NEVROZ UYSAL ASLAN (Şırnak) - Yine, Komite, bu kararla ilgili, Aralık 2021 oturumunda sizlere, Türkiye'ye sorular sordu "Türkiye'de kaç tane ağırlaştırılmış müebbet hapis cezası var ve kaç yıldır cezaevindeler? Ağırlaştırılmış müebbet hapis cezasının değişimiyle ilgili nasıl bir değişiklik yerine getirilecektir?" diye. Bunlara cevap vermediniz, verdiğiniz cevapta ise "ilgili hükmün gereğinin yerine getirildiğine" şeklinde cevap verildi ancak bugün yüzlerce kişi Türkiye cezaevlerinde ağırlaştırılmış müebbet hapis cezasıyla yargılanmakta, yine, bu cezanın vermiş olduğu ağır infaz koşulları altında kalmaktadır.

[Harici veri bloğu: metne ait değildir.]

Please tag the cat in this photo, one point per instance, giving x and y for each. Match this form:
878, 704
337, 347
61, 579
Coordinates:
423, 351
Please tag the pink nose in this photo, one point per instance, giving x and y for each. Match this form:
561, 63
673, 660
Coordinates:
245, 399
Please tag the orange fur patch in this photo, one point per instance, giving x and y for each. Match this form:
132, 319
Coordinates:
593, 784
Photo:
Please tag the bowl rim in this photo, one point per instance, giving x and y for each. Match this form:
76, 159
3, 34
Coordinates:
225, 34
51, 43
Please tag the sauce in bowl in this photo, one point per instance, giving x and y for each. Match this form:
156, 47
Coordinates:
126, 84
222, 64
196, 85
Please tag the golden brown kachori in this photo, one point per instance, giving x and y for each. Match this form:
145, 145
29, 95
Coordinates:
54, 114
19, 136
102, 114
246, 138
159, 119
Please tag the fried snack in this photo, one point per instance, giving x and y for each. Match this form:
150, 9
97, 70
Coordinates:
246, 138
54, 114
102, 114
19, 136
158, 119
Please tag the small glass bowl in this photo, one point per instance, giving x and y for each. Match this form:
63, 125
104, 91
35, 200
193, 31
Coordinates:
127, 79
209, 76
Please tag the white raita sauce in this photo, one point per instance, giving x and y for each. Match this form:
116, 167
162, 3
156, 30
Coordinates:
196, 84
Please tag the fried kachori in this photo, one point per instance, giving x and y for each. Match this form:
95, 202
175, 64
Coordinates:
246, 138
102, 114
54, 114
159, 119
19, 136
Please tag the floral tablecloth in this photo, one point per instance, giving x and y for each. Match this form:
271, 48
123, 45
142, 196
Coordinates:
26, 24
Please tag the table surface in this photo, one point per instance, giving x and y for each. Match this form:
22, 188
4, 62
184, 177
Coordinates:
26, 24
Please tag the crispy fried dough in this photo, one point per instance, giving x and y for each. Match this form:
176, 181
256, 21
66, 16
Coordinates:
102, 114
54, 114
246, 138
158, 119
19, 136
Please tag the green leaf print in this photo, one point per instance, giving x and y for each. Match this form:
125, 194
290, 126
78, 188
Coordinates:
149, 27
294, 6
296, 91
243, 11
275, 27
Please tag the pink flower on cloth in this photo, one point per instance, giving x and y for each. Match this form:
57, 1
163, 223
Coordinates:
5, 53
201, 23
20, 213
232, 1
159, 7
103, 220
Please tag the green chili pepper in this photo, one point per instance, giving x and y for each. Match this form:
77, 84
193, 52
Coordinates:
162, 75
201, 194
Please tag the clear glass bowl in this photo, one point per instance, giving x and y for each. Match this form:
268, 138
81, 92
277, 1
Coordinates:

Yine, bir sayın hatip söyledi, cenazeye katılmayla ilgili... Yine, Güler ve Uğur Türkiye kararı var, 2014 tarihli; cenaze törenine katılmanın dinî ve manevi bir durum olduğuna, din ve vicdan özgürlüğünü ihlal ettiğine ve bu konuda keyfî ve gerekçeli bir biçimde TMK 7/2'nin öngörülebilir olmadığına dönük karar varken bugün sizlerin sorumluluğunuzda ama AİHM kararlarının gereğini yerine getirip getirmemek...

(Mikrofon otomatik cihaz tarafından kapatıldı)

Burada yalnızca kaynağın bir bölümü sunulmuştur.